Nella nuova puntata della rubrica dello Sgargabonzi per Rolling Stone, la scommessa con Uto Ughi, la rivalità con Pavarotti, la tecnica di seduzione segreta e altre curiosità sul tenore italiano

1. Andrea Bocelli è un nome d’arte. A causa dei limiti fisiologici e strutturali dell’apparato fonatorio umano, il suo vero nome è impronunciabile.

2. Anni fa ha scommesso con Uto Ughi di essere in grado di rompere un flute con un do di petto. Non riuscendoci, ha cercato di distrarre il noto violinista e, quando questi ha girato lo sguardo, ha spaccato il bicchiere infrangendolo sul tavolo con le mani. Una scena che Uto Ughi definirà “pietosa”.

3. Ha dichiarato a Vanity Fair: «Quando sono teso o arrabbiato basta darmi un cucchiaio, una manciata di coriandoli, una tazza di senape e mi rimetto in pace col mondo».

4. Odia il product placement, ma questo non gli impedisce di affermare con convinzione che i prodotti alimentari surgelati Bo-Frost sono i migliori sul mercato per rapporto qualità/prezzo!

5. Per anni ha involontariamente votato Pier Ferdinando Casini.

6. Negli anni ‘80 testimoniò contro Enzo Tortora perché una volta a Portobello non era riuscito a prendere la linea.

7. Quando arriva nelle vicinanze di una via Spaventa di qualunque città italiana, rattrappisce sempre le braccia, socchiude gli occhi con la prossemica tipica del Paolo Villaggio allarmato e con la voce di Fantozzi fa: “via… Spaveeentaaah!”
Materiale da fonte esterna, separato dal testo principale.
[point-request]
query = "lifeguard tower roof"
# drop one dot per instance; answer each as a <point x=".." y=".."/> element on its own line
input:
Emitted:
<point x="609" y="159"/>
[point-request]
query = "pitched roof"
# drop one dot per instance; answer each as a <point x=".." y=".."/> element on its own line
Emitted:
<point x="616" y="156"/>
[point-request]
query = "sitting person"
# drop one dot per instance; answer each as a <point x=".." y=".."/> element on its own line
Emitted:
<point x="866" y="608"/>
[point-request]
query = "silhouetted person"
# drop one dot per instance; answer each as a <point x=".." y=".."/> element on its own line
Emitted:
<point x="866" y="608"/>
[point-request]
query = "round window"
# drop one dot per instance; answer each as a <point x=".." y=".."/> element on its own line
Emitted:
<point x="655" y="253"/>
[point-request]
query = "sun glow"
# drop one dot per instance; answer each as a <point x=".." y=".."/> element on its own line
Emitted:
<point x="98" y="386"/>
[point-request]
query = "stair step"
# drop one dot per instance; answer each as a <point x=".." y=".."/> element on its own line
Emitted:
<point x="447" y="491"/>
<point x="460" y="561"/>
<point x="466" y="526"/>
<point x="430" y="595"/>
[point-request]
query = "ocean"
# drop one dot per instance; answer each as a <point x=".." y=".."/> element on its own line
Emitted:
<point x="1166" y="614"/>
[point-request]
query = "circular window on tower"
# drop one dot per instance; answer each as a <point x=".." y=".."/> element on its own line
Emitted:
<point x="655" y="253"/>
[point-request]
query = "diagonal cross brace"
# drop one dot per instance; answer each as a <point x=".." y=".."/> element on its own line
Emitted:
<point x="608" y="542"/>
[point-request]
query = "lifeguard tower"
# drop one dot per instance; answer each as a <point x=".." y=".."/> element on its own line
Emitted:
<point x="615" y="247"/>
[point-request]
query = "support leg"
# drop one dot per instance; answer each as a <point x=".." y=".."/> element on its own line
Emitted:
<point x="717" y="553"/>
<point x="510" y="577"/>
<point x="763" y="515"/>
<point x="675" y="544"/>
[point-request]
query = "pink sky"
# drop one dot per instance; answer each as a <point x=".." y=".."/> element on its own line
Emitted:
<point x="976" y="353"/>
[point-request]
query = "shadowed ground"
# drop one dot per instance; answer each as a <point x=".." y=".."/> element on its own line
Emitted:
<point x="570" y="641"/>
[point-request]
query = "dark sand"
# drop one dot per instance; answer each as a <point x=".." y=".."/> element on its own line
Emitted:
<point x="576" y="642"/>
8. L’automobile spaccata da Blanka in Street Fighter II è la sua prima Audi.

9. Ha svelato che, come gli astronauti, i cantanti lirici a cui scappano dei bisogni corporali durante la performance fanno tutto sul palco. «Non immaginate la puzza di merda dopo un Tristano e Isotta di Wagner!» ha poi sottolineato senza che nessuno glielo avesse chiesto.

10. Ormai compra Martin Mystere più per abitudine che per altro.

11. Da sempre impegnato nella beneficenza, ha regalato 100 kg di cioccolato di altissima qualità al canile di Albenga (SV).

12. Pretende che alla fine di ogni concerto gli vengano fatti trovare in camerino una riproduzione in scala 1:1 dello stesso camerino e cinque bottiglie di acqua frizzante.

13. La sua ben collaudata tecnica di seduzione con le donne è di fare Loris Batacchi tutto il tempo (Andrea Roncato in Fantozzi Subisce Ancora): «Eh mo che bella mammina… Va’ che bella mammina… La donzelletta vien dalla campagna… e la chiappa si bagna!». Negli anni l’ha perfezionata ulteriormente inserendo anche un paio di doppi sensi di sua invenzione sul flauto traverso.

14. Sta lavorando ad un musical in cui prende in giro quelli che fanno l’eutanasia.

15. Subito dopo il terremoto del 2009, scese in Abruzzo per un mega concerto benefico la cui complessa organizzazione ritardò significativamente i soccorsi.

16. Per primo ha denunciato il clima di guerra che vige nel mondo dei tenori, del tutto analogo a quello dell’hip hop americano. Ancora oggi a futura memoria non ha cambiato la saracinesca del garage, crivellata dai proiettili della calibro 9 di José Carreras.

17. Ha prestato la voce a Mario Vanni in Cars 2.

18. Il suo cane e compagno di vita Füster è recentemente balzato agli onori della cronaca per alcune controverse dichiarazioni sull’Olocausto. Ha poi affermato di essere stato frainteso, pur rimarcando di essere orgogliosamente di destra.

19. Odia con tutto se stesso il cantautore Aleandro Baldi perché «i ciechi dalla nascita si sentono sempre stocazzo».

20. Da sempre animato da un’accesa rivalità con Pavarotti, ha organizzato nel 2004 un Bocelli & Friends all’Arena di Verona. Per risparmiare ha reclutato però gli artisti da una locale agenzia di sosia. Il pubblico ha iniziato a insospettirsi quando il maestro ha cantato My Heart Will Go On con quella che a tutti gli effetti sembrava Maria Teresa Ruta. Uto Ughi, in prima fila, ha poi definito l’intera serata «una vergognosa porcheria».